During this season, I do like to partake in watching all the classics. But there’s always one that doesn’t have such a general festive feel per se, it doesn’t use Christmas as a spring board for its tale, but I make sure it’s in the library anyway; Gremlins.
Gremlins is not a happy holiday movie, it’s very dark but also tons of fun. Released in 1984, the film focuses on Billy Peltzer (Zach Galligan) a very average bank clerk who has a crush on a girl, Kate (Phoebe Cates). Billy also has a friendship with a Christmas tree delivery boy (Corey Feldman in his 80s heyday) and a pretty good relationship with his parents, his dad being a failed inventor. When Mr. Peltzer returns home from a trip in where he picks up a creature in a back alley in Chinatown, he hands off the brown and white “mogwai” to Billy as a present for the surrounding holidays. Billy is warned that he cannot get him wet, not put him in the way of light (sunlight especially due to the fact it would kill him), and most importantly, don’t feed him after midnight, Dubbing him “Gizmo,” Billy and the mogwai begin to bond, but the heartwarming stuff soon drops off, as the Christmas theme takes absence and hilarious horror begins to ensue as Billy becomes closer with Kate as they have brushes with death due to Gizmo’s “offspring.”

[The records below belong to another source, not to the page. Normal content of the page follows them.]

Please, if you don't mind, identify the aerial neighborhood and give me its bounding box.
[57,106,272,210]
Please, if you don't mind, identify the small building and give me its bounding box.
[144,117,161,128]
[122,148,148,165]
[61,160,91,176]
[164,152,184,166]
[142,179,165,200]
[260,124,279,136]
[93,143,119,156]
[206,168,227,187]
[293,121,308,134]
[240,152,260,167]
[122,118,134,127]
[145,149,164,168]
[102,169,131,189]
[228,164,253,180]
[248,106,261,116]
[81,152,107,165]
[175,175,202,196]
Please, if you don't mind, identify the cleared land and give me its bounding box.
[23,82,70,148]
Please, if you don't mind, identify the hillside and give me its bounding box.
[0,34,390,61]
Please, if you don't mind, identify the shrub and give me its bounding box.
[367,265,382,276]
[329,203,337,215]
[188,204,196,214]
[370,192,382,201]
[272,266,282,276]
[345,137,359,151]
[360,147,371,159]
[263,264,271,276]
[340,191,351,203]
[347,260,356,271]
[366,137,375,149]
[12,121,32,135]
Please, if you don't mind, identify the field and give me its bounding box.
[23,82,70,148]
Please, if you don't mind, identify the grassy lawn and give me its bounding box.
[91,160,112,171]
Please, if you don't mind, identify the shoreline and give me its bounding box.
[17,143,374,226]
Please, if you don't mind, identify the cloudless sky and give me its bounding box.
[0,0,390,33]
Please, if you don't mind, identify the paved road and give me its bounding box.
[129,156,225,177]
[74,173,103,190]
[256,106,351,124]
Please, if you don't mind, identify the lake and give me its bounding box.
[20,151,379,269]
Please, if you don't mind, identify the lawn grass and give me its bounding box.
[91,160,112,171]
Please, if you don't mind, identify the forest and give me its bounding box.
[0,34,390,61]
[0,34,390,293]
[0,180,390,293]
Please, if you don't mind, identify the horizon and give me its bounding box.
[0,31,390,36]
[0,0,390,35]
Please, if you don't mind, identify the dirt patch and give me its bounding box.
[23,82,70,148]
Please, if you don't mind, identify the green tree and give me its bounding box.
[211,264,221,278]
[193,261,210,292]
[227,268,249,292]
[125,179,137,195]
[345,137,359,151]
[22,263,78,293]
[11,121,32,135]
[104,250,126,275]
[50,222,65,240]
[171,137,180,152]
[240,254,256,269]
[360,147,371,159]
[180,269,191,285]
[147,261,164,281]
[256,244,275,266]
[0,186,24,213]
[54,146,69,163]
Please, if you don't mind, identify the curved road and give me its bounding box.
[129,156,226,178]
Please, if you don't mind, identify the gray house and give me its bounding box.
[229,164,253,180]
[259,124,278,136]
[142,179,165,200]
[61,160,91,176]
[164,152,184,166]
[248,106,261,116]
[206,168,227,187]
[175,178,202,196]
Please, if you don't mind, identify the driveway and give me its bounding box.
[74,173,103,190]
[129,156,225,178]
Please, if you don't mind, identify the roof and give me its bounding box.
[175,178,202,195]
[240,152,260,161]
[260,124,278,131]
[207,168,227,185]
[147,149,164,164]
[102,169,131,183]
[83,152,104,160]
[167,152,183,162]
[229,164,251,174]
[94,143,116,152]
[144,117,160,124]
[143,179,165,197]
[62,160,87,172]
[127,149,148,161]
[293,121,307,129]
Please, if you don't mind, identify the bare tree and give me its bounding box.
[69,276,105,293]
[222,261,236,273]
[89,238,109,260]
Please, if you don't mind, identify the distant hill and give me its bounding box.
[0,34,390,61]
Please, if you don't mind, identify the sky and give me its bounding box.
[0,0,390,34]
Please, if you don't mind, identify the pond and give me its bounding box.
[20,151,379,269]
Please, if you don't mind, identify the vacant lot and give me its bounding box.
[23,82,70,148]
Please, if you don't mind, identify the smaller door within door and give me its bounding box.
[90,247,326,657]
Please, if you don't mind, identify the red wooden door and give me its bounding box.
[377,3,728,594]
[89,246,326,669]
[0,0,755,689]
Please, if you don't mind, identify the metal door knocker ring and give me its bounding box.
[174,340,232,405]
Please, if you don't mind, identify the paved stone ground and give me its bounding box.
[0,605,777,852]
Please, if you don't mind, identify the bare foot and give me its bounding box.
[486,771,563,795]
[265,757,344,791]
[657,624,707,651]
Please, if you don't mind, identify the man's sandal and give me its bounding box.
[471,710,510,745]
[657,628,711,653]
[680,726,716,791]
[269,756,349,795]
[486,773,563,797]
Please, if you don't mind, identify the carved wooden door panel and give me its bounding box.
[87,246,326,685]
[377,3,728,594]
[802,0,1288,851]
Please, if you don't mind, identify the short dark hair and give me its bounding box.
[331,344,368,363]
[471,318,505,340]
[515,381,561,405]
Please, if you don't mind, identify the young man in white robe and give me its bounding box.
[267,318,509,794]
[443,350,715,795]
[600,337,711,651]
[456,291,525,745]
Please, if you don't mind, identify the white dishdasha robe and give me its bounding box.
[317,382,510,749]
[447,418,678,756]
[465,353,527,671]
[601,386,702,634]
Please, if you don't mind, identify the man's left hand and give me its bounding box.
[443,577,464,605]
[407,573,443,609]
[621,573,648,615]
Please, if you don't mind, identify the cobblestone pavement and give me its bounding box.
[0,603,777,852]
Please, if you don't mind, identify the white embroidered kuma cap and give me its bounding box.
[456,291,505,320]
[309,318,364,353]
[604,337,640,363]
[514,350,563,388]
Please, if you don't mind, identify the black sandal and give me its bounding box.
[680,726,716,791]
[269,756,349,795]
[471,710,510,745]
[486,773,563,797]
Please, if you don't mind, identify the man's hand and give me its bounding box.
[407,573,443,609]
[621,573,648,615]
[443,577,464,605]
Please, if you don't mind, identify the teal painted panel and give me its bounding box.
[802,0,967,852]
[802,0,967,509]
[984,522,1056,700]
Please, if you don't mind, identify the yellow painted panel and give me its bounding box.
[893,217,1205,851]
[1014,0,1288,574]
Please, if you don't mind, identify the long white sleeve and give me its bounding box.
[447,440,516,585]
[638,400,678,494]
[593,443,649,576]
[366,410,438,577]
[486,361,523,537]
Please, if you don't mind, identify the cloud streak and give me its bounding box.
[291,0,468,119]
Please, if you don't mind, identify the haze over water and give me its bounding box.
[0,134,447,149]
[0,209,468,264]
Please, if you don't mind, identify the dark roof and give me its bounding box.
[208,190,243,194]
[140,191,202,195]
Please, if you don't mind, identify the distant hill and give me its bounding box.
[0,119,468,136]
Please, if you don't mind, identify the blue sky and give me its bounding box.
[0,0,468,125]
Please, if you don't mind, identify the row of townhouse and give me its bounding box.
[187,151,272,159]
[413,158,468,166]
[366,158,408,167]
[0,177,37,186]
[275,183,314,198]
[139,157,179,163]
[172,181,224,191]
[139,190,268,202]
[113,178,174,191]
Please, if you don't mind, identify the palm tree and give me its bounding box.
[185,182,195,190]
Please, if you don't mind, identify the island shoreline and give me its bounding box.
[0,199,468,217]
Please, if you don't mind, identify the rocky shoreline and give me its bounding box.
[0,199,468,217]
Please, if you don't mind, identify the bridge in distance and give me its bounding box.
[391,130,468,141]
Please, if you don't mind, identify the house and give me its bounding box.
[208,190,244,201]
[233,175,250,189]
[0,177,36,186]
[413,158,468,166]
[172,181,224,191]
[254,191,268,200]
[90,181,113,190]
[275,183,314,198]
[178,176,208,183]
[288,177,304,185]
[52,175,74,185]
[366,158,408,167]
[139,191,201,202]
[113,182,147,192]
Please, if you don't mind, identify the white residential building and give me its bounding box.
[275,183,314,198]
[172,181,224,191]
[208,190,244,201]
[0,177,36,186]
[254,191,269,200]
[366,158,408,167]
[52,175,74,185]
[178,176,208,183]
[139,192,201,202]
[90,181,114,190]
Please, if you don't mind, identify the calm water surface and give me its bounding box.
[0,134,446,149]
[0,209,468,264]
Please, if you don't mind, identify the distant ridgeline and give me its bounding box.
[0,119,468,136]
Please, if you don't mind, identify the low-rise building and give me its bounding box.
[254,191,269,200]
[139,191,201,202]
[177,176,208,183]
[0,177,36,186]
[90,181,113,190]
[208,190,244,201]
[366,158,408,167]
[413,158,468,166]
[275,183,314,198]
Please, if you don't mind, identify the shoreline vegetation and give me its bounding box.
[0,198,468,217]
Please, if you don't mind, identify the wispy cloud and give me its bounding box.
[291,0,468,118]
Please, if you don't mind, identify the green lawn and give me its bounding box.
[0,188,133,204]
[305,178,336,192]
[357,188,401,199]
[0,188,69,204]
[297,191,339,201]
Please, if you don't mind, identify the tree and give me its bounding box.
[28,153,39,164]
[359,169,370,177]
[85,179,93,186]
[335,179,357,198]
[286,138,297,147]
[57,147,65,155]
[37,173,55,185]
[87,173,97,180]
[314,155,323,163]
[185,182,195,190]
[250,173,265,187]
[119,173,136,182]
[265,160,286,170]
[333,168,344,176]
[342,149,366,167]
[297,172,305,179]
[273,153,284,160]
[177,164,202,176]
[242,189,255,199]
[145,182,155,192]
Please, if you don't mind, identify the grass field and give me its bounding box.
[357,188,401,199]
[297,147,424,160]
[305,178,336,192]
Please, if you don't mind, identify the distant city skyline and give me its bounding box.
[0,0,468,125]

Gremlins involves violent mogwai deaths, very gruesome but very creative. Blenders, microwaves, it’s pretty nutty. For a kid growing up, it could scar you, but I viewed this movie with a wide eyed bewilderment as I consider it my first real horror film. Back in ’84, the movie was slapped with a very simple PG rating. The movie caused controversy due to its horrific abuse of the creatures within, and the house that is Spielberg (he produced the movie) was caught under fire for the kid friendly rating. Due to Gremlins and Indiana Jones and the Temple of Doom pushing the rating to the brink, Spielberg suggested that the MPAA create a new rating for this type of material. Two months later, the PG-13 rating was put into motion.
The screenplay for Gremlins was written by Chris Columbus, whose name should be familiar to many hardcore holiday viewers, as he’s directed both Home Alone movies (the only ones that matter anyway), and the first two Harry Potter flicks which have an air of Christmas about them as well. Joe Dante was in the director’s chair for the movie and Mr. Dante helped the 80s decade in film become what it is with his library of imaginative features, most notably Innerspace, The Burbs, and Explorers.
You can still see the impact of Gremlins here and there; Gizmos are still lining toy shelves (along with the bad guy counterparts), people are making the creature with his Santa hat their facebook default photos, (I just did), and horror enthusiasts as well as Christmas movie enthusiasts make it tradition to make sure the movie hits dvd players this month.
It’s not a heartwarming holiday tale, it’s not a cheesy Christmas movie, rather it’s just something different feature a bit of green blood, a nice little love tale, and an adorable questionable creature named Gizmo. It’s not classic fare for this time of year, but is it a classic? Without a shadow of a doubt.